Where would I want to install one?

Steel doors are installed between interior and exterior areas. They are also typically installed between houses and garages.  Rarely are they installed in interior-to-interior spaces unless there is a great need for security or fire-block in one of those areas.

Can I have one installed in a residence?

Yes. Even though steel doors are most often associated with institutional applications (stores, schools, etc.), you are starting to see many more residences with them.

Are they made of solid steel?

No. Steel doors are comprised of either a polyurethane or polystyrene core with a steel skin over the top.

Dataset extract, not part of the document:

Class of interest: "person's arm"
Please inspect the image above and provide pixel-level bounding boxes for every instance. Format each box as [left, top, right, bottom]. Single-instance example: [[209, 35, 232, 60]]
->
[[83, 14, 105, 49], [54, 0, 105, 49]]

A solid steel door would be prohibitively heavy and would most likely tear out the hinges. Steel between 16 and 24 gauge is used for the skin of the door. Also, a wood frame, called a stile, surrounds the perimeter of the door. So, none of the polyurethane or polystyrenes is visible on the edges of the door.

What is the reason for the non-metal core, other than the weight factor?

Remember that steel, and most metals, are remarkably good conductors of heat and cold. This is not something that you want for a door. So the polyurethane or polystyrene cores act as thermal barriers.

In fact, studies show that these man-made materials are 500% better at blocking unwanted heat and cold than are wood doors.

What should I look for when I am buying a steel door?

You want to make sure, for one thing, that the door has all of the cutouts that you want. If you buy a solid door and then later decide that you want a window or a pet door, it is very difficult to cut these through.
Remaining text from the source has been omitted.